Revolutionary forces have come together to make up for lost time and lost lives in the process of forming this bill not just over the past three years in pushing this bill through the chain of legislation, but to push forth an idea that these children and their children’s children matter has been a political tribulation that has finally seen the light.
“Placing the health and well-being of children should be a priority in our state. This bill places the safety of children first by ensuring that childcare providers are given the proper tools to identify abuse and neglect.This cycle must be broken to prevent future generational mistakes and hiccups along the path of life”.- Assembly member Patty Lopez”- Assemblywoman Patty López.

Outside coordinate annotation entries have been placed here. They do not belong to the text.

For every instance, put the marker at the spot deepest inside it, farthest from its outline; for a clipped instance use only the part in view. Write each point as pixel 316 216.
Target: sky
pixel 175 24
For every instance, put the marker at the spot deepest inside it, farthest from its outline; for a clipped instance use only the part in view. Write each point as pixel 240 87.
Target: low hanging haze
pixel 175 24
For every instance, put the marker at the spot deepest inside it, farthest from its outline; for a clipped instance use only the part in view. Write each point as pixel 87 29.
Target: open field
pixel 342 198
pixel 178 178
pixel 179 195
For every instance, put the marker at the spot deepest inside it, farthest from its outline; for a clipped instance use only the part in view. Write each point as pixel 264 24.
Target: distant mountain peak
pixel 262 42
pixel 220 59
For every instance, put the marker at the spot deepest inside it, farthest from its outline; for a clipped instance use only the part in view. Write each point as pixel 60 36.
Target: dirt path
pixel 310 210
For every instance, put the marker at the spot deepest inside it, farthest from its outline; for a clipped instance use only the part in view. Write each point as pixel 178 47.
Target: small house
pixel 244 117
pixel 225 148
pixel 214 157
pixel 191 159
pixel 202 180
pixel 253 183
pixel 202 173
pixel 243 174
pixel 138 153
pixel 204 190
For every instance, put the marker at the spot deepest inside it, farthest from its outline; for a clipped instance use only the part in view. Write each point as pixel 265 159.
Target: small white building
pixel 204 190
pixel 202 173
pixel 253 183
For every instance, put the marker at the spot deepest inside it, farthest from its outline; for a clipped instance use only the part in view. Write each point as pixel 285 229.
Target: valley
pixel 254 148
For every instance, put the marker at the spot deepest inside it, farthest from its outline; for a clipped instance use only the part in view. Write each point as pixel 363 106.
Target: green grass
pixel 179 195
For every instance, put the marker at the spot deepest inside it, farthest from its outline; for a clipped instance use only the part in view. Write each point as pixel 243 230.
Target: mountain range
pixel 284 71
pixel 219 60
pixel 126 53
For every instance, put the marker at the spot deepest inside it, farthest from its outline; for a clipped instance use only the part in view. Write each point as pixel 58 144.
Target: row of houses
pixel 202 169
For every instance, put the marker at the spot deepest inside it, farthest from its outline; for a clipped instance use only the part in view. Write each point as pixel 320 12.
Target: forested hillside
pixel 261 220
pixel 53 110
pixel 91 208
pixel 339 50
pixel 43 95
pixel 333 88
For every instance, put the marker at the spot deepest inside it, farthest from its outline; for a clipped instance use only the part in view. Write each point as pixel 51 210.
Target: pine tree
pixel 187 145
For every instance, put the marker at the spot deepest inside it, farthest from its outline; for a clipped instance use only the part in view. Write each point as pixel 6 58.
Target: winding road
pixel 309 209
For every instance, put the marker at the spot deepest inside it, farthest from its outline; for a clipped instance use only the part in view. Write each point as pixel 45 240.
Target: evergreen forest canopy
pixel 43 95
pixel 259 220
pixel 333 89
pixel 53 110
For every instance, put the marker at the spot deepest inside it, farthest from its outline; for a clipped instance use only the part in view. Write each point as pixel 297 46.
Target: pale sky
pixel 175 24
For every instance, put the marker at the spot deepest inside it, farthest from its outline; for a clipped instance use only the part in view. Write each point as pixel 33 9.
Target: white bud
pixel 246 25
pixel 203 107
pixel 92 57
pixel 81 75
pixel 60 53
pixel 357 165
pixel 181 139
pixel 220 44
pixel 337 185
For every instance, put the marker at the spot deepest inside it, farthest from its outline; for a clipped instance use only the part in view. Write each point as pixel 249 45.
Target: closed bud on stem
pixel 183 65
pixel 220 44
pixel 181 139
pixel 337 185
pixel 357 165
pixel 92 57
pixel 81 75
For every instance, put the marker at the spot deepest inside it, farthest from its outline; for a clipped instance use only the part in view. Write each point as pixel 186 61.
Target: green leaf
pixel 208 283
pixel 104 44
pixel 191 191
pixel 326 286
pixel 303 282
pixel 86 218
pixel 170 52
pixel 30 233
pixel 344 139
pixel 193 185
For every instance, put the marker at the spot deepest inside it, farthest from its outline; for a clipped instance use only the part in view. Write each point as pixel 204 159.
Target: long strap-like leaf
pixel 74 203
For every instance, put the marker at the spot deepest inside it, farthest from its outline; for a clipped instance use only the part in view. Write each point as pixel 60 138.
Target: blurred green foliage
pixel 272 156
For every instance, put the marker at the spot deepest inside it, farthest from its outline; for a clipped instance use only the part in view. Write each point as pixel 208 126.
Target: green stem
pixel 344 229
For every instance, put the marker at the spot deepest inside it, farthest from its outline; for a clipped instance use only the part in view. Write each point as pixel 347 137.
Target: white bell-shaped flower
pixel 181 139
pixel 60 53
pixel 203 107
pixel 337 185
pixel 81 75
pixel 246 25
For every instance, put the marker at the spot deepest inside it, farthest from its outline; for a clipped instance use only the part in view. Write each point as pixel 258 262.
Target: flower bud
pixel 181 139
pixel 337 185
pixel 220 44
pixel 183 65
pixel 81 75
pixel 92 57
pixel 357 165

Incredibly emotional film that takes the viewer through a long rough journey down the path of a 10 year old girl separated from her brother fighting the odds in the foster care system. This film helps understand what it really looks like with in the lens of a young girl at the tender age of 10. She is gong through the world with no one by her side. There are many ways that this film can be interpreted but the most important take away is that with out even one parental figure that has a good heart and an open mind, the foster parents that are taking in the children need to be quality parents within the field and no what to do when children have been exposed to trauma at a very young age. The Quality Parenting Initiative is a non-profit national movement working with foster parents and children as a way to combat challenges and non-communicative barriers that inhibit the foster care system as a working supportive conglomerate. To read further on QPI, please visit their Facebook Page for updates on the latest leading movements.
Supporting By and for Our At-Risk Youth
Trailblazing futures are proven ahead for another non-profit organization of youth run and led by former foster youth. The California Youth Connection has 33 different sub chapters in the state of California that make for legislative changes that the state has seen in the past. In the 25 years that this organization has been up and running there have been over 19 different bills throughout the California state legislature that have seen the changes we all wish to see for foster youth in our nation and gorgeous sunshine state. CYC makes for empowerment and change that youth can see right in their own hands, by their own choices for their own benefit and the futures of many millions of foster youth in the system.